Jak to w życiu bywa , pomysly się zmieniają . Ale do rzeczy , mam ułożona kostkę betonową   i chciałbym na odległości 2 m przepchać pod nią rurę kanalizacyjną o grybosci fi 110 . Nie chciałbym rozpierać na tym kawałku kostki bo się boję ze potem nie uda mi się jej tak samo ułożyć idelanie lub będą jakieś nierówności . Czy macie może jakieś pomysł jak przepchać taką rurę pod chodnikiem ?  
Mógłbym wykopać z każdej ze stron dół i próbować je przebic , tylko ze pewnie taka zwykła rura plastikowa to popęka . 
Wiem że są takie specjalne urządzenia ręczne ( otwornice czy jakoś tak ) do kopania robienia otworów w ziemi , tylko czy można je wykorzystać to wiercenia w poziomie a nie w pionie ?

----------


## Martinezio

Dla upartego nie ma niemożliwego  :wink:  Jeśli Ci starczy sił i chęci, to możesz takimi otwornicami wiercić nawet otwory zakręcające  :Lol: 
Tyle, że od strony wiercenia będziesz musiał spory kawał ziemi rozryć, aby móc kręcić tym ustrojstwem, a poza tym taka otwornica "sięgnie" Ci na góra 1,5m, więc kręcić trza będzie z obu stron.

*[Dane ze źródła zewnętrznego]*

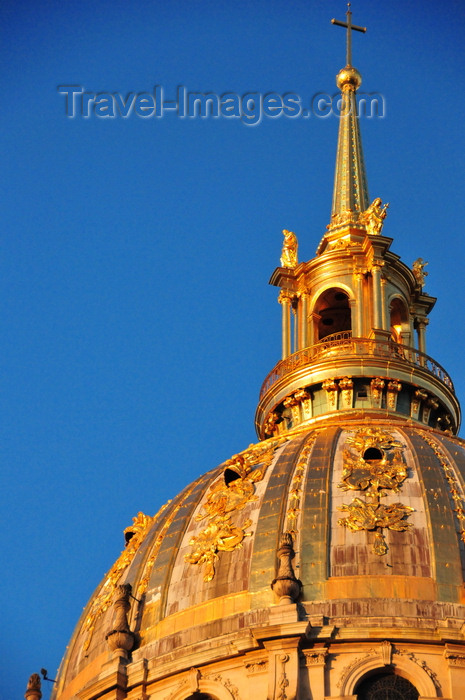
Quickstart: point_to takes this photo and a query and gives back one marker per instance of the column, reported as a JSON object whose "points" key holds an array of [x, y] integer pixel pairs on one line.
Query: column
{"points": [[304, 320], [377, 315], [358, 330], [384, 315], [285, 301], [421, 331]]}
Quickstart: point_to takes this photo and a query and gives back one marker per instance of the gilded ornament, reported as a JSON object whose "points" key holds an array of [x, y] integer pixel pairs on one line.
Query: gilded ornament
{"points": [[369, 516], [418, 269], [384, 470], [373, 217], [134, 535], [220, 535], [289, 251], [224, 500]]}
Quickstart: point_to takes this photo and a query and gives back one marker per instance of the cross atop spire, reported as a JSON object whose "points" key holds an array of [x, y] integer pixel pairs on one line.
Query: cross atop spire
{"points": [[349, 26]]}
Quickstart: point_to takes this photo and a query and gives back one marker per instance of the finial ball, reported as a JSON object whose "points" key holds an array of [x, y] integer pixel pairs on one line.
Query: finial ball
{"points": [[348, 76]]}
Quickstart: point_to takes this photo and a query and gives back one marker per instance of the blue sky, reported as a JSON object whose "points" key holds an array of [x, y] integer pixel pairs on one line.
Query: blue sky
{"points": [[136, 320]]}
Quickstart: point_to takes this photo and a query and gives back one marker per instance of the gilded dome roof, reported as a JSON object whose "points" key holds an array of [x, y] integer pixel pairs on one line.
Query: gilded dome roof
{"points": [[376, 511]]}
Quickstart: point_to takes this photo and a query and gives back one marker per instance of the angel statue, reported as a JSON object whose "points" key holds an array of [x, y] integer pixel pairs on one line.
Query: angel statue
{"points": [[374, 216], [419, 271], [289, 252]]}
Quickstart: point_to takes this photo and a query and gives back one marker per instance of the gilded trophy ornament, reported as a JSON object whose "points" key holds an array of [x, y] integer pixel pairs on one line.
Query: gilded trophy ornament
{"points": [[230, 493], [373, 217], [374, 463], [289, 251]]}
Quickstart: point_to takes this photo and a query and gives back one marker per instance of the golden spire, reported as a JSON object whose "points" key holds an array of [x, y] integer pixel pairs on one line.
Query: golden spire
{"points": [[350, 183]]}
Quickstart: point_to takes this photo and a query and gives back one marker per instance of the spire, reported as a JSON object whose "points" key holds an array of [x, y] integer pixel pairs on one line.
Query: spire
{"points": [[350, 182]]}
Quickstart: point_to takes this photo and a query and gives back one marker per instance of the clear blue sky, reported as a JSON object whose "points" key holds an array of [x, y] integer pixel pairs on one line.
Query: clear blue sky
{"points": [[136, 319]]}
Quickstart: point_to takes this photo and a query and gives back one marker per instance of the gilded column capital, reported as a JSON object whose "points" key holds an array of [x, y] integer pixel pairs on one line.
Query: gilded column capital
{"points": [[315, 657], [33, 691], [285, 297]]}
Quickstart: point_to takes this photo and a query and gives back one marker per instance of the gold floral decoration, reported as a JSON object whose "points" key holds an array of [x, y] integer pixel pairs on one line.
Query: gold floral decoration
{"points": [[230, 493], [134, 535], [373, 463]]}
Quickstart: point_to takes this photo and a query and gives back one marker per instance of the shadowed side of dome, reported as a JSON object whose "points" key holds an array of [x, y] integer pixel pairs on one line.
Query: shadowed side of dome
{"points": [[378, 548]]}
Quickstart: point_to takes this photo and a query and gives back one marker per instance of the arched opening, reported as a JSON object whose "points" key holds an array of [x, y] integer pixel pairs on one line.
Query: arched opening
{"points": [[332, 313], [386, 686], [372, 454], [399, 323]]}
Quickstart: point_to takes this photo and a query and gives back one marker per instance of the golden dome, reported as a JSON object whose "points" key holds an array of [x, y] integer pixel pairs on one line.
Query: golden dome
{"points": [[378, 548]]}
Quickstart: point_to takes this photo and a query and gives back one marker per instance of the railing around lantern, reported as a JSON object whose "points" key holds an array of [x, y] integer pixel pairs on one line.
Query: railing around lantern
{"points": [[342, 344]]}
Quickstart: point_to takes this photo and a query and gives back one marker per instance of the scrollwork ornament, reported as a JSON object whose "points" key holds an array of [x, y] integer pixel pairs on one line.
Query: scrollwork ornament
{"points": [[224, 500], [374, 476]]}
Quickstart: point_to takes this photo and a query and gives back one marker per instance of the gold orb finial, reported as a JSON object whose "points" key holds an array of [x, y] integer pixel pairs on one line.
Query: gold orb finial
{"points": [[348, 76]]}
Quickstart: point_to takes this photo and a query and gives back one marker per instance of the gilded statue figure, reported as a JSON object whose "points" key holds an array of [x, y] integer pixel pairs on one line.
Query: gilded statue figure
{"points": [[374, 216], [34, 682], [418, 269], [289, 252]]}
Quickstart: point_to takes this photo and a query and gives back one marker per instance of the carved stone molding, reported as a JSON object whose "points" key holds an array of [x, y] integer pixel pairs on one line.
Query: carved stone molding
{"points": [[255, 666], [315, 657]]}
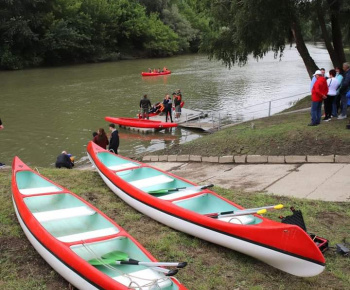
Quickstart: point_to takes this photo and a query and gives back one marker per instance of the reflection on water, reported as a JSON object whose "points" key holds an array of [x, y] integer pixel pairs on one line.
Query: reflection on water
{"points": [[48, 110]]}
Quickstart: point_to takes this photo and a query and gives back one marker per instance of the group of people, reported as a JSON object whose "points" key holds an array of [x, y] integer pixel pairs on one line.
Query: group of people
{"points": [[100, 138], [164, 107], [332, 90]]}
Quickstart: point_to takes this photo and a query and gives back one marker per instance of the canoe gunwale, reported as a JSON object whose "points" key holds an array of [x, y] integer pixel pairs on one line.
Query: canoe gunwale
{"points": [[197, 219], [140, 123]]}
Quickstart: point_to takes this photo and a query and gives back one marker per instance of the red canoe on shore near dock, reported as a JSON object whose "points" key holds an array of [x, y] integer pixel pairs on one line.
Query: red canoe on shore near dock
{"points": [[81, 243], [140, 123]]}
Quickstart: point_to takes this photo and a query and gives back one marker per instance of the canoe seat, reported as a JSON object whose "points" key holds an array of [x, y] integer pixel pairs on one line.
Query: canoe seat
{"points": [[240, 220], [88, 235], [63, 213], [122, 166], [143, 277], [37, 190], [155, 180], [179, 193]]}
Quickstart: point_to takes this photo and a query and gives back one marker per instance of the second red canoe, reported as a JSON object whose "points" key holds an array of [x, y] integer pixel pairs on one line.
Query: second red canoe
{"points": [[140, 123]]}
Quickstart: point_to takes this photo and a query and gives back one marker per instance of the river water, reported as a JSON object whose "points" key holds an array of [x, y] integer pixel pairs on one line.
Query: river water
{"points": [[47, 110]]}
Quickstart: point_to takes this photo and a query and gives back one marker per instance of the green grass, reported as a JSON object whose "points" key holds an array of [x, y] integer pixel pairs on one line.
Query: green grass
{"points": [[210, 266], [277, 135]]}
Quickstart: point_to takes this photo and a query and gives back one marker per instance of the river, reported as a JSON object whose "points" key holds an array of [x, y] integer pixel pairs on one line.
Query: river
{"points": [[47, 110]]}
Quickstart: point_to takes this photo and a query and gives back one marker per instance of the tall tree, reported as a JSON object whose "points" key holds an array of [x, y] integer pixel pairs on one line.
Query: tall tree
{"points": [[258, 26]]}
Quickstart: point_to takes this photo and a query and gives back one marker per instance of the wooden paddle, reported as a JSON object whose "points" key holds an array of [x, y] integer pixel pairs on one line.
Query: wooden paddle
{"points": [[167, 190], [248, 211]]}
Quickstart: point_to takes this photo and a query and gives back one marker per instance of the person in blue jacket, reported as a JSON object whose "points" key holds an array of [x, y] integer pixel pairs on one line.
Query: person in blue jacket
{"points": [[114, 141]]}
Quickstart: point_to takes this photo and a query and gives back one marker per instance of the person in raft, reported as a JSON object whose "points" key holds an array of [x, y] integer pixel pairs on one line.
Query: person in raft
{"points": [[318, 94], [114, 141], [145, 106], [101, 138], [167, 108], [64, 160]]}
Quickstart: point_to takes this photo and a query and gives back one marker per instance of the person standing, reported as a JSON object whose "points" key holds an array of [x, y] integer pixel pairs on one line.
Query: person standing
{"points": [[318, 94], [333, 85], [336, 101], [345, 86], [114, 141], [101, 138], [1, 127], [145, 106], [323, 72], [168, 104]]}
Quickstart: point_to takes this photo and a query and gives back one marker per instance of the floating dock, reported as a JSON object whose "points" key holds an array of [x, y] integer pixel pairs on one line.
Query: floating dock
{"points": [[188, 119]]}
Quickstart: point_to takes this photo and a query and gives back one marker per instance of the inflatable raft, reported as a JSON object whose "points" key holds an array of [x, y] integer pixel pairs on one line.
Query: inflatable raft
{"points": [[154, 74], [140, 123], [81, 243], [198, 211]]}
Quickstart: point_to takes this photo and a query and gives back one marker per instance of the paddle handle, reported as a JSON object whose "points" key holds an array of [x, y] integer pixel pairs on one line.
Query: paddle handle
{"points": [[167, 272], [237, 213]]}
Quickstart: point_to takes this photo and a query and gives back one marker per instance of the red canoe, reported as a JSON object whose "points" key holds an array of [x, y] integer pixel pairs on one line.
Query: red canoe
{"points": [[152, 74], [140, 123], [75, 237], [197, 211]]}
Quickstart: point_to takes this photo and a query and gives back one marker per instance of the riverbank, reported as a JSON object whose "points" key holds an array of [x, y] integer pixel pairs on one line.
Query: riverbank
{"points": [[282, 134], [210, 266]]}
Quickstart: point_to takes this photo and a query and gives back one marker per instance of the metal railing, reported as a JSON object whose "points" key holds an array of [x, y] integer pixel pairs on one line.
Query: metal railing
{"points": [[260, 110]]}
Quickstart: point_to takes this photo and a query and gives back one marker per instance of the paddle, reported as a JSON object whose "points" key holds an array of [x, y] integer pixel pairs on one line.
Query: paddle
{"points": [[248, 211], [167, 190]]}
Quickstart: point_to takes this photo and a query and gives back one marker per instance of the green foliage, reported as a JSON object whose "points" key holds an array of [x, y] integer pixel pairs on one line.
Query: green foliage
{"points": [[161, 40]]}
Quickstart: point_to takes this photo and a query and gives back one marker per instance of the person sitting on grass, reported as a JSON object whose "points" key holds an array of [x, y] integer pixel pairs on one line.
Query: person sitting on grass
{"points": [[319, 93]]}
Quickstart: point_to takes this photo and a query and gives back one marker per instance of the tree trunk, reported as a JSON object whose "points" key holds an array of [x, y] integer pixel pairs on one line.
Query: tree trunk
{"points": [[309, 63], [334, 6], [326, 38]]}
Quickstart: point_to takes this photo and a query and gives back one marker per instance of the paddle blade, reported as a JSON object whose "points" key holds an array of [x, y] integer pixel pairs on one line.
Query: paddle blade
{"points": [[182, 265], [160, 191], [116, 256], [172, 272]]}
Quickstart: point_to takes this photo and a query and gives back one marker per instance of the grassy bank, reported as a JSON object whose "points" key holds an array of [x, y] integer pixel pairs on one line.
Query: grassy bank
{"points": [[210, 266], [284, 134]]}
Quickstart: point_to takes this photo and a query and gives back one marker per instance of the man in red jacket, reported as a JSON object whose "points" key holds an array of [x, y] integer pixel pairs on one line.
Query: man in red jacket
{"points": [[318, 94]]}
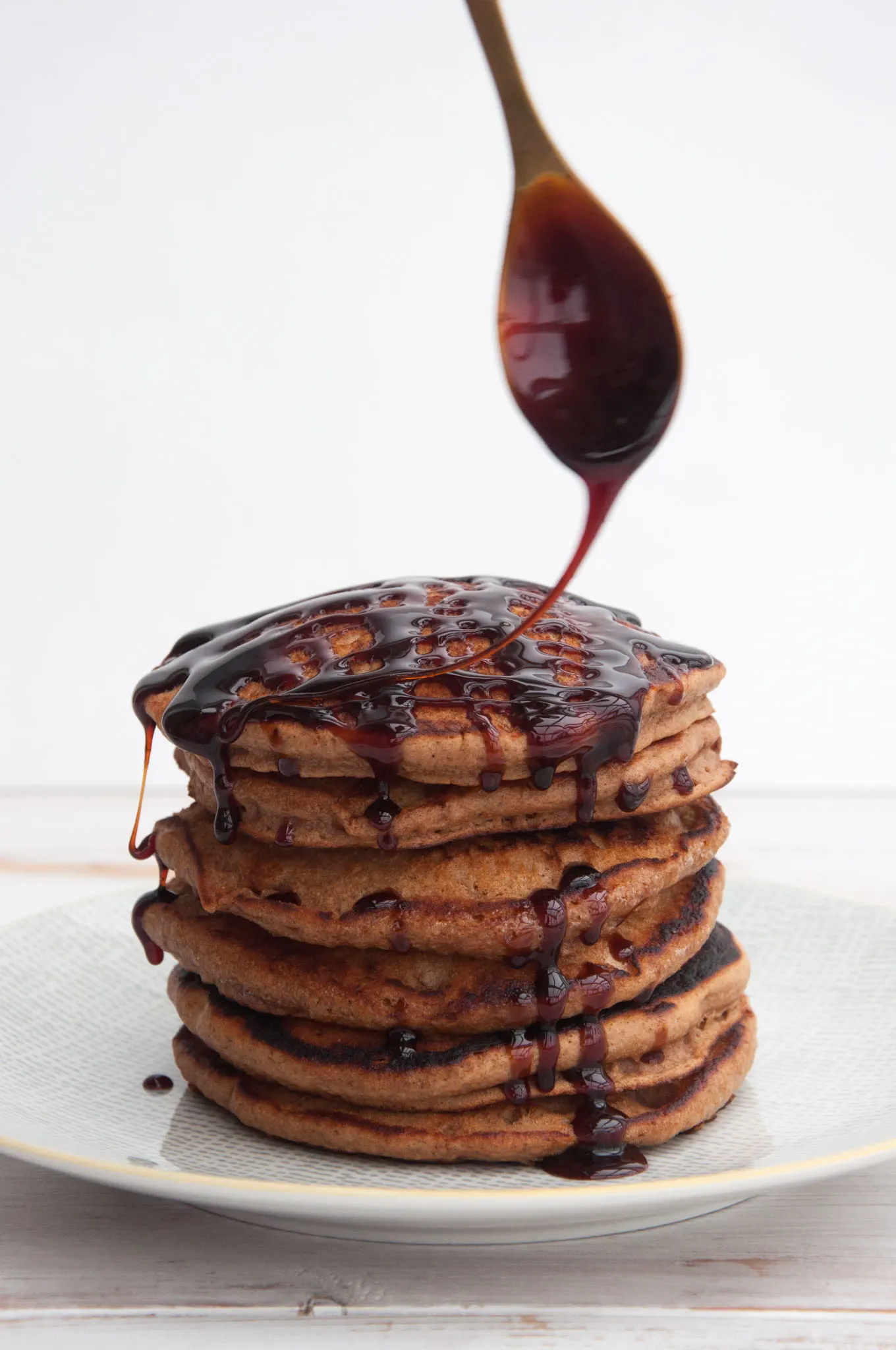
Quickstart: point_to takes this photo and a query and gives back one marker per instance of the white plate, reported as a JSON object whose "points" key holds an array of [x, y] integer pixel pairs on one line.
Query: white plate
{"points": [[84, 1020]]}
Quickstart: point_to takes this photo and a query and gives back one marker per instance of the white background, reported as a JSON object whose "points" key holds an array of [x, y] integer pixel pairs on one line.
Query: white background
{"points": [[248, 261]]}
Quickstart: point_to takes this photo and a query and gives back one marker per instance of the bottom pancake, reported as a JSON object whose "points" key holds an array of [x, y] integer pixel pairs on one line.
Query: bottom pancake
{"points": [[505, 1133]]}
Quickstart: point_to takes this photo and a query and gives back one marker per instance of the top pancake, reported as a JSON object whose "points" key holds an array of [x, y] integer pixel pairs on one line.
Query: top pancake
{"points": [[320, 685]]}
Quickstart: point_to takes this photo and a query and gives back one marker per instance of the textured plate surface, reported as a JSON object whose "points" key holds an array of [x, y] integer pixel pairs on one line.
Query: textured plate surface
{"points": [[84, 1020]]}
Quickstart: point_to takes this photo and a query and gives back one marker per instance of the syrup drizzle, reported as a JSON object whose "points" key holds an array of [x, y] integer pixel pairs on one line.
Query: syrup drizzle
{"points": [[159, 895], [630, 796], [574, 684], [600, 1129]]}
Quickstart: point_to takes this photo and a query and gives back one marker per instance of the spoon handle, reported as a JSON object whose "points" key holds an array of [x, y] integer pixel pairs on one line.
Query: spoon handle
{"points": [[534, 152]]}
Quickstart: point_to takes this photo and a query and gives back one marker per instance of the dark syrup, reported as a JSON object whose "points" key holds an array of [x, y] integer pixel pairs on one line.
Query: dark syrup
{"points": [[592, 354], [573, 684], [600, 1129], [159, 895], [632, 796]]}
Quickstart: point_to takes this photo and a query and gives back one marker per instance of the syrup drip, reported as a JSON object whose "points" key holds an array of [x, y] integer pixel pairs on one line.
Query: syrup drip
{"points": [[590, 349], [600, 1129], [574, 685], [159, 895], [623, 949], [148, 847], [630, 796], [517, 1091], [285, 835], [382, 813], [401, 1044]]}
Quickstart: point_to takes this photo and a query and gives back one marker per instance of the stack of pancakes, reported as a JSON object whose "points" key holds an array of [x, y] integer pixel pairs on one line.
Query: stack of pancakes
{"points": [[475, 932]]}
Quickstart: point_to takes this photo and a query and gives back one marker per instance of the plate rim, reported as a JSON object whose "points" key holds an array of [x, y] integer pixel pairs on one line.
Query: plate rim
{"points": [[732, 1179]]}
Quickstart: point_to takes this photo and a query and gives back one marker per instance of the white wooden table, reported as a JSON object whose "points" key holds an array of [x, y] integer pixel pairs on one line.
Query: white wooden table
{"points": [[87, 1266]]}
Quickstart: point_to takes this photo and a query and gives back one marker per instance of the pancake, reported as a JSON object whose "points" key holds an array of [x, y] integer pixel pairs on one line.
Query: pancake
{"points": [[493, 1133], [333, 685], [331, 813], [640, 1045], [467, 898], [430, 991]]}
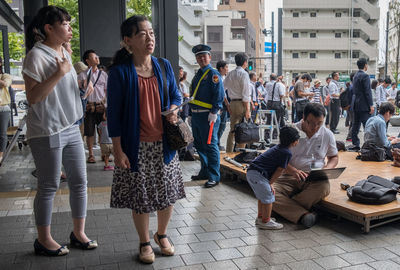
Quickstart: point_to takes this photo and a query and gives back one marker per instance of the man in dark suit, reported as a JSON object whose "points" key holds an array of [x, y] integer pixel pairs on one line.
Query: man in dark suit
{"points": [[362, 102]]}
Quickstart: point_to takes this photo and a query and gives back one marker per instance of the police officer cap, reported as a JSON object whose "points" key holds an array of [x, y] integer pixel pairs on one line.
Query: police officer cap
{"points": [[201, 48]]}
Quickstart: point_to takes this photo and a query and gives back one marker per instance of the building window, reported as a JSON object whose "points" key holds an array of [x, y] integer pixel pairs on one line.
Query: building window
{"points": [[356, 55]]}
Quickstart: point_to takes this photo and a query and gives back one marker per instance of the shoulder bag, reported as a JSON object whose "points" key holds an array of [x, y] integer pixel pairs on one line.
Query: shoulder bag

Odnośnie rury kanalizacyjnej, to lepiej użyj tej brązowej, a nie szarej - brązowa jest do gruntu. No i najlepiej użyj rury arot (karbowana), bo mocniejsze ścianki ma i możesz nawet samochodem po tym jeździć. Tylko nie wiem, czy znajdziesz arota w takich rozmiarach...

----------


## robertsz

Na tej długości i głębokości spokojnie przebijesz się rurą stalową, która będzie tworzyła osłonę dla rury fi110.
Jak uda Ci się to trafisz na składnicy złomu taki kawałek metalu, jak nie to musisz kupić nówke. 
Do tego oczywiście szpadel, dobry duży młot i dwóch kolegów do pomocy, ewentualnie młot udarowy i kolega do pomocy.

Jak to policzysz, to pewnie wyjdzie że najtańsze będzie umiejętne rozebranie kostki i ułożenie jej na nowo na tym odcinku.

----------


## jaro'71

> ...Jak to policzysz, to pewnie wyjdzie że najtańsze będzie umiejętne rozebranie kostki i ułożenie jej na nowo na tym odcinku.


Tym bardziej, że po takiej operacji wiercenia-wbijania kostka i tak może osiąść lub się unieść. Ja bym rozebrał, a po wszystkim podsypał cementem i gumowym młotkiem kostkę zlicował z resztą

----------